First, let's calculate the moles of acid and base by multiplying their respective volumes by their molarities:
Moles of acid = volume of acid * molarity of acid = 1.760 L * 0.384 M = 0.676 moles
Moles of base = volume of base * molarity of base = 0.834 L * 0.724 M = 0.604 moles
Now, let's consider the reaction between the acid and base. The acid donates a proton (H+) to the base, resulting in the formation of water and the salt:
HX + YOH --> H2O + YX
Using the moles obtained, we can construct an ICE (Initial, Change, Equilibrium) table:
HX + YOH --> H2O + YX
Initial: 0.676 0.604 0
Change: -0.604 -0.604 +0.604
Equilibrium: 0.072 0 0.604
From the table, we can see that there is excess acid remaining after the reaction. The moles of acid remaining at equilibrium is 0.072.

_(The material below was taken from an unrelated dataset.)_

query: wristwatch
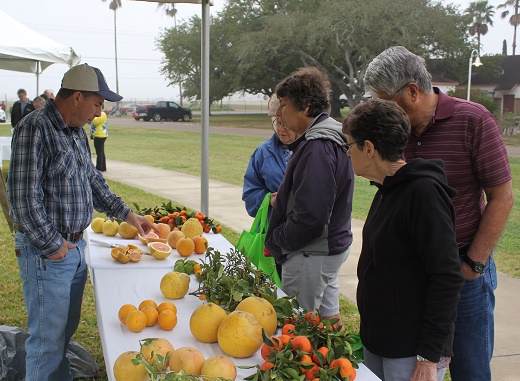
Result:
[417,355,433,362]
[462,255,486,274]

To determine the final pH, you need to find the concentration of H+ ions in the solution. Since the volume of the solution is not given, we assume it remains constant. Therefore, the concentration of H+ ions is:
[H+] = (moles of acid remaining) / (volume of solution)
In this case, we don't have the volume, but we can assume it to be the sum of the volumes of acid and base:
Volume of solution = volume of acid + volume of base = 1.760 L + 0.834 L = 2.594 L
[H+] = (0.072 moles) / (2.594 L) = 0.028 M
Finally, to find the pH, take the negative logarithm (base 10) of the concentration of H+ ions:
pH = -log [H+] = -log(0.028) ≈ 1.555
Therefore, the final pH of the solution is approximately 1.555.
It's important to note that the final pH depends on various factors, such as the strength and concentration of the acid and base, as well as the volumes used. Be careful in determining the volumes and molarities and double-check your calculations to ensure accuracy.